The Fed won’t admit it, but they’re printing money again. The truth is that public demand for government debt has dried up. As we shall see, the government is now printing money to finance the budget deficit. Quantitative easing is back, and investors need to remember what happened last time.
It all started very unexpectedly in September of 2019. The Fed was in the middle of cutting rates, but the market had other ideas. Overnight yields suddenly started shooting up. The Fed intervened and announced a plan to start buying $60 billion a month in Treasury bills. The Fed claimed these were “purely technical measures” and did “not represent a change” in monetary policy.
As is often the case, we need to look deeper to find the truth. Supposedly, a mysterious shortage of lenders caused the short-term yield spike. Let us resolve that mystery here. Many of us wondered what would happen when investors stopped buying all the debt that the federal government keeps racking up. Now we know. The government will deny that it is happening. Then, the Fed will step in and purchase all the debt that investors won’t buy at artificially low interest rates.
The Fed has now far exceeded its initial promise to buy $60 billion a month in Treasury bills. CNBC reported that the Fed bought nearly $400 billion in debt during the last four months of 2019. There are two ways to look at this explosion of debt buying, and they both look bad for the government.

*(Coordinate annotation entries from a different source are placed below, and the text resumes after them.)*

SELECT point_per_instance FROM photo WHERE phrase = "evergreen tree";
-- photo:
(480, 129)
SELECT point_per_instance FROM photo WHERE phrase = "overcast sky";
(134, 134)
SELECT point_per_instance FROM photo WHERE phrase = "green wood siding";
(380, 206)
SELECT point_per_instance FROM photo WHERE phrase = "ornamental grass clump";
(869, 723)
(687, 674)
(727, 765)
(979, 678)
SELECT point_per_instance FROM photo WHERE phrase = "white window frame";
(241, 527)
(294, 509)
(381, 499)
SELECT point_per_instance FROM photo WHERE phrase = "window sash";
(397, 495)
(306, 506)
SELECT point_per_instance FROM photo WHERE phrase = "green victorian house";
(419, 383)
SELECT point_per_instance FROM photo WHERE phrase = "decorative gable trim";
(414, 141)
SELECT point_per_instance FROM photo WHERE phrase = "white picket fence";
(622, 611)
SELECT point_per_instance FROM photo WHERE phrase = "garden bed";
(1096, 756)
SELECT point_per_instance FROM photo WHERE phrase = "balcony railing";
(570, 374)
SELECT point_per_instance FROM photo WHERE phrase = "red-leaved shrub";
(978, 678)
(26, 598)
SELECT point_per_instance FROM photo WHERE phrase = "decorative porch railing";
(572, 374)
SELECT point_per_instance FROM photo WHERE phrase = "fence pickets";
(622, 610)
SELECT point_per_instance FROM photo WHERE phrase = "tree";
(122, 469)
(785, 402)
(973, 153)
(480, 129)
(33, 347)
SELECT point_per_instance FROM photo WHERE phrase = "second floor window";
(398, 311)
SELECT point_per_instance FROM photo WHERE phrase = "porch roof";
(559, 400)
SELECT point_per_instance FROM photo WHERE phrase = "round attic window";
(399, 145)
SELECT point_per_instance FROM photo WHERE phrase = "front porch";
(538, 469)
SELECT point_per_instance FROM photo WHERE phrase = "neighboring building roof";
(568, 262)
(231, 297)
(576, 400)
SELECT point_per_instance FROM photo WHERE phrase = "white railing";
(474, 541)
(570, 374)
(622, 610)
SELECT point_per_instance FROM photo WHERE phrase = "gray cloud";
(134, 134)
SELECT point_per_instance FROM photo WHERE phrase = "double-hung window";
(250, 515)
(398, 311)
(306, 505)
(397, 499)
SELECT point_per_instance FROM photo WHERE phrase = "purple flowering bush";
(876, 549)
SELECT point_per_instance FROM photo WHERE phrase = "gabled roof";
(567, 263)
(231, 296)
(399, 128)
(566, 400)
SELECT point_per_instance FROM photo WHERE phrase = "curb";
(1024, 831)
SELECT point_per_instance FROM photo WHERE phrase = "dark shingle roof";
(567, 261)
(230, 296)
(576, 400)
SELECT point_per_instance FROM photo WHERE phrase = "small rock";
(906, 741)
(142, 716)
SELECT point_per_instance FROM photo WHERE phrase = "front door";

First, a trillion-dollar annual budget deficit has consequences. The federal government must borrow around $84 billion of new debt a month on average. Yet, the Fed has been purchasing about $100 billion a month in debt. There seems to be no market at all for new government debt. The Fed is now financing the entire federal budget deficit by printing money.
If we look at the Fed’s total ownership of debt, we can see that it peaked at about $4.5 trillion in 2015. That number fell to a low of $3.76 trillion in August of 2019, but it rebounded to $4.15 trillion by the beginning of 2020. The Fed took four years to reduce its holdings of debt by $740 billion. Then, it squandered more than half that work in just four months. Do not worry, Fed Chair Jerome Powell has assured us that these purchases are “in no sense” quantitative easing.
This debt buying isn’t the result of some technical problem or a quick fix. Quantitative easing is back, whether the Fed wants to admit it or not. Gold and silver were shining again in 2019, just as they did during the last round of quantitative easing. Given the generally good state of the American economy, borrowing and money printing are likely to get worse in the future. That makes it more important than ever to protect your savings by investing in gold, silver, and other precious metals.